Who Wants to Tar-and-Feather a Tax Collector?
In Washington, Pa., the Whiskey Rebellion Festival revives history while celebrating its impact on the present.
Photo by Archie Carpenter
This month, you’ll find a parade of musket-wielding men in Revolutionary garb on Main Street in Washington, Pa. As part of the annual Whiskey Rebellion Festival, they’ll alternate with typical small-town participants: scout troops, a marching band . . . and maybe a few folks portraying 18th-century farmers. Eventually, shouts will flood the street: “No whiskey tax!” “Join the Rebellion!” And then the finale: the tar-and-feathering of a tax collector.
If you think whiskey is near and dear to our hearts today, you should consider events from local history to understand why that’s so: In the early 1790s, frontier Pennsylvania farmers traded largely in whiskey made from excess rye. Whiskey almost was as precious as money itself. (Yes, some of us still feel that way.) In 1791, Treasury Secretary Alexander Hamilton decided to levy an excise tax on whiskey, and the western Pennsylvanian frontiersmen were not happy. In 1794, they organized, armed and resisted. They broke into the tax inspector’s home and tarred and feathered him. Most importantly, they represented a very real test to the authority of our young government.
The Whiskey Rebellion begins as an almost-charming tale of resistance, but — as is the case with many such stories — it did not end with glory. Rather, it concluded with what many would call total government overreaction.
After the failure of negotiations, President George Washington not only ordered in the militia but also led the charge himself. By the time the troops got to western Pennsylvania, the rebels had disbanded and the militia turned around. In the end, everyone paid their taxes.
The Whiskey Rebellion is remembered as American history’s first example of the government turning the military against its citizens. Its significance to the nation is huge, and crucial moments of that rebellion happened within the same block as the Whiskey Rebellion Festival grounds. So if you’re not into parades or historical re-enactments, take a quick walk to check out the historic houses and sites that are open in conjunction with the festival.
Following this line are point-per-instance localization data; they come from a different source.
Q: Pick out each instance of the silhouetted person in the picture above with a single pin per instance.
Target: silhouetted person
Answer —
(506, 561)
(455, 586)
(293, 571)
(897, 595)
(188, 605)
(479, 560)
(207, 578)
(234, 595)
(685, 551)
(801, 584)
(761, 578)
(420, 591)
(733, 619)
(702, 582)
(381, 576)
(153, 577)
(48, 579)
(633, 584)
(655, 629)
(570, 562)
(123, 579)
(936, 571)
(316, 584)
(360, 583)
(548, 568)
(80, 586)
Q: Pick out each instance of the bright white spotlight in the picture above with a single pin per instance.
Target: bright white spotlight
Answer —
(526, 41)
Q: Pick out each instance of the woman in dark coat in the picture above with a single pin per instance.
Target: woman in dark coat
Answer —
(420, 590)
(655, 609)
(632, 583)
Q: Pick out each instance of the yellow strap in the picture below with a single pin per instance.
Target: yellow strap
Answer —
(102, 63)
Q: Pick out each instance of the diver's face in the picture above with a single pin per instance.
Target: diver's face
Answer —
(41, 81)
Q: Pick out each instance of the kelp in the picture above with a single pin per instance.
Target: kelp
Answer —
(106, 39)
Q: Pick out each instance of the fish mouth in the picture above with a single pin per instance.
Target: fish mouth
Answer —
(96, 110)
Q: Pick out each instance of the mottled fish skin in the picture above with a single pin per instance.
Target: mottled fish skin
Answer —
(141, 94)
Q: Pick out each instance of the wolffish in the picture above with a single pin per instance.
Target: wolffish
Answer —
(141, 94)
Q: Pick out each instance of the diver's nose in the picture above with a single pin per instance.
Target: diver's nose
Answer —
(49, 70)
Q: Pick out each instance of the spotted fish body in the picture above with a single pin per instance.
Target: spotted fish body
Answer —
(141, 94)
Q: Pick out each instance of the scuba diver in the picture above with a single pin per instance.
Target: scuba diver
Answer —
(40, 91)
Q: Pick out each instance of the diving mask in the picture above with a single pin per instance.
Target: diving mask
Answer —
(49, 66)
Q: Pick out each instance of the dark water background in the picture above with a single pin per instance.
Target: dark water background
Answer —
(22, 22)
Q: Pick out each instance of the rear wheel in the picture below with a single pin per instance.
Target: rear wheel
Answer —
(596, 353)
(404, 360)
You also can catch complimentary bus service to the Frontier History Center in Washington Park, a work-in-progress recreation of a fort site.
At the central festival, the grounds are full of another kind of history: people whose vocations are rooted in historical skills.
At the arts and crafts tent, look for the goods of blacksmiths, knife makers, woodworkers or basket weavers. Saturday is filled with folk, Americana and bluegrass music. In the evening, the festival turns into a party and concert, with New York folk/country act the Felice Brothers headlining. At festival’s end, everyone gathers for a friendly fireworks display.
According to J.R. Shaw, one of three festival organizers, “It’s a celebration of the heritage of the area . . . It’s Main Street, it’s Americana, it’s heritage and it’s a summer festival. It has a little bit of everything for everyone.”
It’s as much about celebrating the region as it is about the rebellion, and that calls for a glass of rye.